Not much of a tweeter, so I decided to post all witty observations from my day of airports here. I’m currently on my way to LaGuardia from Newark Liberty because my flight got canceled. “we should have emailed you,” the agent told me. Ugh, yeah, you should have. I’m a frequent flier. You have all my info for like my last six addresses. And my parents’ info … But they were accommodating and gave me a meal voucher and cab ride to LGA.
So I stopped for breakfast. The coffee was actually good. I had low expectations, Jersey. Then the guy handed me my bagel. On a plate. Wha?Aren’t bagels made to be eaten while walking! Do not comprehend.

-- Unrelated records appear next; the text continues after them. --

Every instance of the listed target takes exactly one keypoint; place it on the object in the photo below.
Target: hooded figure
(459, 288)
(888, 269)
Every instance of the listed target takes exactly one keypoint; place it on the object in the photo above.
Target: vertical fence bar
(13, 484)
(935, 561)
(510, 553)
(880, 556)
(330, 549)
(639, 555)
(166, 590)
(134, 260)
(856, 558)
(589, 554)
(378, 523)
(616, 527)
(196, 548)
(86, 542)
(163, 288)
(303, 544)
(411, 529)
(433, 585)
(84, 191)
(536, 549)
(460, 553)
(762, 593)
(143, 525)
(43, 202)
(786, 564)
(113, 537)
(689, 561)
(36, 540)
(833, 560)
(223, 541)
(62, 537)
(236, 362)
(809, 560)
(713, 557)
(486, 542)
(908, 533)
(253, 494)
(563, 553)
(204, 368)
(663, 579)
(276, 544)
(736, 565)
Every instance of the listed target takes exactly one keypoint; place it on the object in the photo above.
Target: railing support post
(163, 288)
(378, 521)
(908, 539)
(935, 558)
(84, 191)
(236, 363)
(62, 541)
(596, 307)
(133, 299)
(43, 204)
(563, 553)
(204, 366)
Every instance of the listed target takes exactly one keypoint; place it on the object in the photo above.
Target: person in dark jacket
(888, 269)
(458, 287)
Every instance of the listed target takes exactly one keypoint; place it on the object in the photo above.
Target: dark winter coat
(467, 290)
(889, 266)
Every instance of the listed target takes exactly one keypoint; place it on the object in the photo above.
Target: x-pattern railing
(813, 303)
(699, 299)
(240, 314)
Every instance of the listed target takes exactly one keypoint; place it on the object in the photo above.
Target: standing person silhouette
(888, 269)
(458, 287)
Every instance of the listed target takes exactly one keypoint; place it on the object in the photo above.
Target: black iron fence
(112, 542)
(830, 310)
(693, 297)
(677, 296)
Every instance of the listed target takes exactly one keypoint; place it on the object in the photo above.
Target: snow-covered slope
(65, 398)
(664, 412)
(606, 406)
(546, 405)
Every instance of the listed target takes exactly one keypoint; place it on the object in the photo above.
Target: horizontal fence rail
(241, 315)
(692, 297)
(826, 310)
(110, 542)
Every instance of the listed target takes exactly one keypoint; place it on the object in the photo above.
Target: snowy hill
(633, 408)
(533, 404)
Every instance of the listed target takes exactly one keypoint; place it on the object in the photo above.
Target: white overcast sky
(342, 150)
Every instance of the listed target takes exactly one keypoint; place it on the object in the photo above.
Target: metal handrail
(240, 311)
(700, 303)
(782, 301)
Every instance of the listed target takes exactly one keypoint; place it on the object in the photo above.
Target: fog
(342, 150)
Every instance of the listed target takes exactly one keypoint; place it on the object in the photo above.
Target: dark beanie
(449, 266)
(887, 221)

Chatted with a guy at the taxi stand who was also going to LGA because of the cancellation. He was angry. I didn’t understand. I’m getting to Dallas three hours later than planned, but it could be worse. They initially offered me a flight — with layover — tomorrow morning.
LaGuardia has bars with iPads at every gate. It’s awesome. I did some web surfing (I read that Switzerland mental health vs. gun ownership article you told me about, Pam) and played Hangman while I waited. Finally I got on a plane. The ride was uneventful, just the way you want a flight to be.
Got my rental car. I had to upgrade to an SUV to accommodate Papa and his new knees and wheelchair. I got a fancy BMW. It was all good until I had to reverse and couldn’t figure out how to do that. Shouldn’t be so hard, right? And the car has no lock button. I think it just automatically locks unless you’re standing by it with the fancy non-key. I hope it locks automatically because Fort Worth isn’t the safest of places.
I woke up early, finished an article and emailed it off to Rachael. Now I’m going for a run before I meet up with Papa. “You’re so Seattle,” Quyn would say of my inability to lounge in bed until noon. Hope you’re having a good trip, too Quynansea!
Oh, and Texas is very different from New York. The young lady at the car rental counter didn’t understand my lack of car insurance. And apparently it’s chicken-fried steak, not country-fried. I don’t under stand what “chicken-fried steak” means. How can steak be chicken? But one of my co-workers told me how to say it before I left. “Otherwise they’d look at you like, ‘where is this girl from?'” he told me.